Can governments cope, in the sense of getting their arms around big issues?

Looking around Canada – but even more, abroad – raises that question. At a time of deficits and debt, matched against citizens' expectations and demands, governments are struggling. And that struggle will continue.

Across Europe, the burdens of deficits and debt are straining social fabrics. Countries such as Britain, Spain and Italy face secessionist movements; far-right parties are growing; Greece seems to be near a breaking point. Yet the European Union can't get a grip on its economic challenges or its governance.

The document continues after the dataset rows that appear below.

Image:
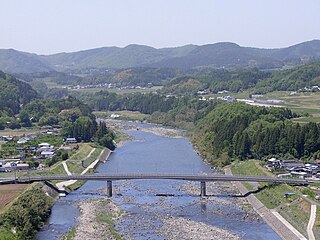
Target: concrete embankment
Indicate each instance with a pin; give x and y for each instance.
(284, 229)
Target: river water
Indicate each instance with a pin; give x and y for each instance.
(151, 153)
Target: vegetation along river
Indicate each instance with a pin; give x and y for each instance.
(147, 216)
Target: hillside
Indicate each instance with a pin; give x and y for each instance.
(14, 61)
(219, 55)
(14, 93)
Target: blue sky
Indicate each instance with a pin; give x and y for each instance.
(51, 26)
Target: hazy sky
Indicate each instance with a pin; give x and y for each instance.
(50, 26)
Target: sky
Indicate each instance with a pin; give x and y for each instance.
(52, 26)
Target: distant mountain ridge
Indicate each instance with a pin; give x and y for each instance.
(218, 55)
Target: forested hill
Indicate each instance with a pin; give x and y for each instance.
(218, 55)
(13, 93)
(240, 131)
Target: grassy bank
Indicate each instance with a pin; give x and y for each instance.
(294, 209)
(25, 215)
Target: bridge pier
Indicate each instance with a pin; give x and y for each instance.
(109, 188)
(203, 189)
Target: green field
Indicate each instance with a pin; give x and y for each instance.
(124, 115)
(301, 103)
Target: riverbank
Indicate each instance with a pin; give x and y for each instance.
(96, 220)
(268, 202)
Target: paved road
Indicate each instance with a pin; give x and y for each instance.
(171, 176)
(284, 229)
(311, 222)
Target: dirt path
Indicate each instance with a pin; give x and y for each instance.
(63, 185)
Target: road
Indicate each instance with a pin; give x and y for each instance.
(169, 176)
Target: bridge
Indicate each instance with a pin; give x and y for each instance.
(170, 176)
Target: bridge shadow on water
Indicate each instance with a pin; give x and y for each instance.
(168, 194)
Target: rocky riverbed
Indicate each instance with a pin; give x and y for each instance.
(185, 229)
(96, 219)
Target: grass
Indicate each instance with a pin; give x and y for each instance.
(7, 235)
(20, 132)
(8, 193)
(76, 166)
(316, 227)
(83, 151)
(250, 167)
(124, 115)
(298, 215)
(273, 195)
(301, 103)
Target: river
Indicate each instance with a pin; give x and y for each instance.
(144, 210)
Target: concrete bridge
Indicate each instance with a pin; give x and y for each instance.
(170, 176)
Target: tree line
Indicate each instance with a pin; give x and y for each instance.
(239, 131)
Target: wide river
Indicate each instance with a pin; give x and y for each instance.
(152, 153)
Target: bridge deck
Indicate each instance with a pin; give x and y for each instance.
(188, 177)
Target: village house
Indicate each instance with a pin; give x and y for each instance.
(47, 154)
(71, 140)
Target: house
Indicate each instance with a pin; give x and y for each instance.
(274, 163)
(66, 148)
(227, 98)
(11, 166)
(43, 145)
(301, 175)
(71, 140)
(47, 154)
(223, 91)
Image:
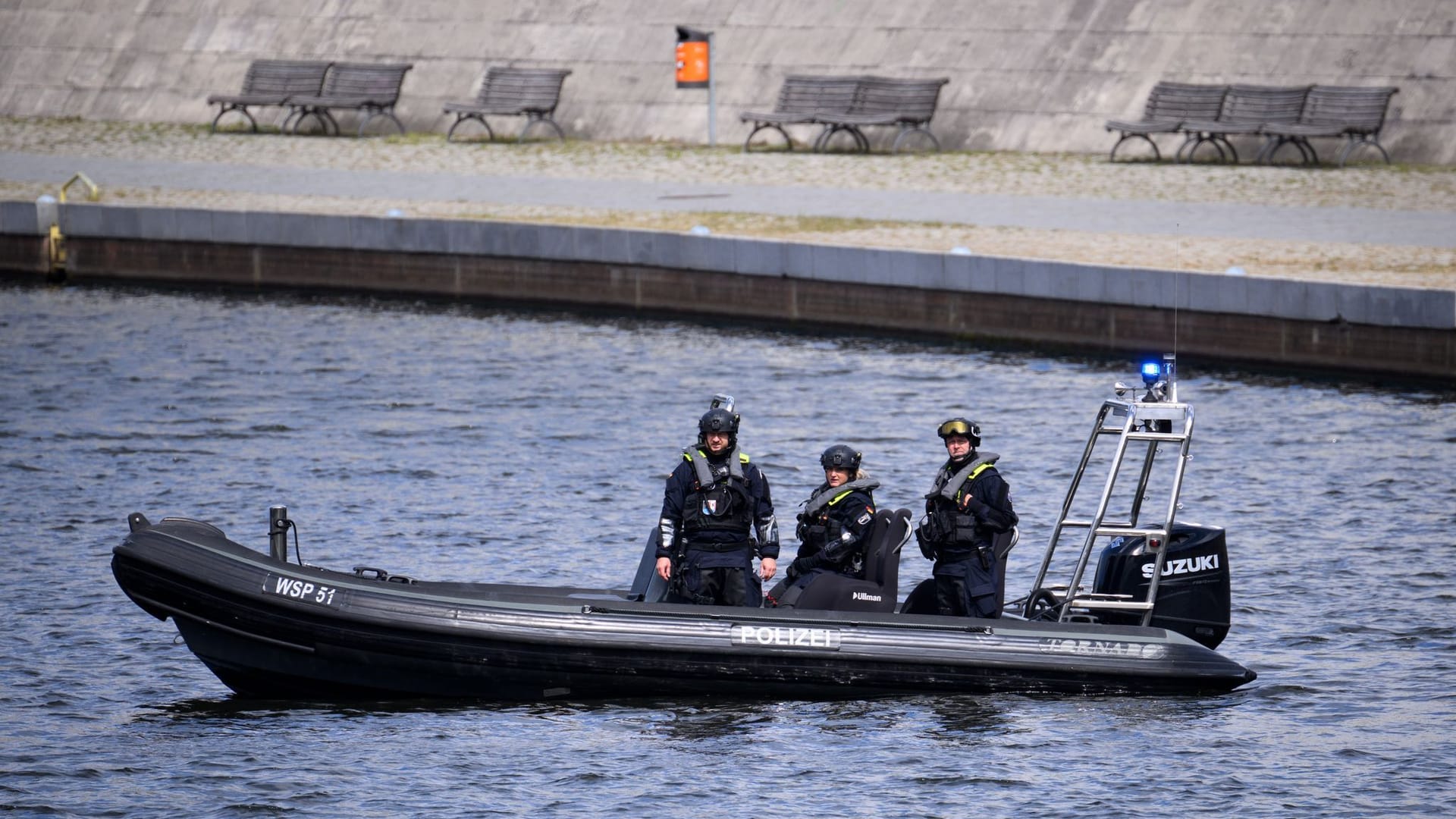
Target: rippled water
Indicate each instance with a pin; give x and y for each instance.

Indeed, it's governance that seems decidedly creaky, if not broken. Europe is an obvious case in point, but so is the United States. There, an 18th-century model of government – with its division of powers, ultra-strong Supreme Court and moneyed interest groups – seems incapable of remedying the country's deep fiscal dilemmas.

Congress, whoever wins the presidency, is still divided and dysfunctional. Even if some temporary solution is found to raise the federal government's borrowing limit (again) and an agreement is reached to avoid the spending cuts and tax increases that will automatically occur after the election – thereby plunging the country back into a recession – the longer-term resolution of the fiscal issue requires compromise of a kind not seen in years in Washington.

In the U.S. and, to a lesser extent, Canada, politics has become more polarized, principally because the forces on the political right have become even more dogmatic in their ideology, according to many studies of public opinion. Certainly today's Conservative Party is more ideological than the previous Progressive Conservative Party. And today's Republicans are long removed from even the party of Richard Nixon.

Shortly after Americans choose their president, a new Chinese leader will emerge, surrounded by a cohort of newly empowered colleagues at the Communist Party Congress. There's no democracy there, but governance remains a long-term challenge for China. How does one party keep a tight grip on an economy slowly becoming more market-oriented and with technology allowing more and more citizens to inform themselves? The answer is that the grip will somehow have to loosen, and that will pose challenges for the all-powerful party. Again, governance.

Here in Canada, in a very decentralized federation, Quebec secession has again reared its head, although the chance of secessionists consummating their dream seems remote. More worrisome, Canadian federalism has been unable to get its arms around modernizing its health-care system so it doesn't continue to bleed so many resources away from more future-oriented investments. Nor does it have anything remotely resembling a coherent strategy for handling energy and the environment, where, instead of being a world leader, Canada is a straggler.

Put the governance challenge another way. The private sector is very strong in and across many countries, but it can't operate properly if governance doesn't provide sensible and enforceable rules. For all the anti-government rhetoric businesses sometimes emit, business needs good governance.

The 2008 financial collapse, from which we're still suffering, sprang from the alliance of greed and hubris. These old friends were allowed to wreck economies because the governance of financial institutions and their playgrounds was so weak, except in Canada. And few countries have been able to reverse the trend toward greater income inequality, which worsens competitiveness and social cohesion. The U.S. and China have the most obvious growing inequalities, but Canada's record is weak, too.

Good governance is overwhelmed in important countries by corruption. Why do people worry about doing business in China, Russia, India, Brazil, Indonesia and, if early testimony in Quebec's corruption inquiry is to be believed, in certain parts of Montreal's economy? It's because governance is so weak or so beholden to privileged elites that the rule of law doesn't apply.

Governance is made harder when times are tough, when people feel their incomes threatened, their country's future darker. But governance, as China might discover, can also be made harder when rulers feel the pressures from rising expectations.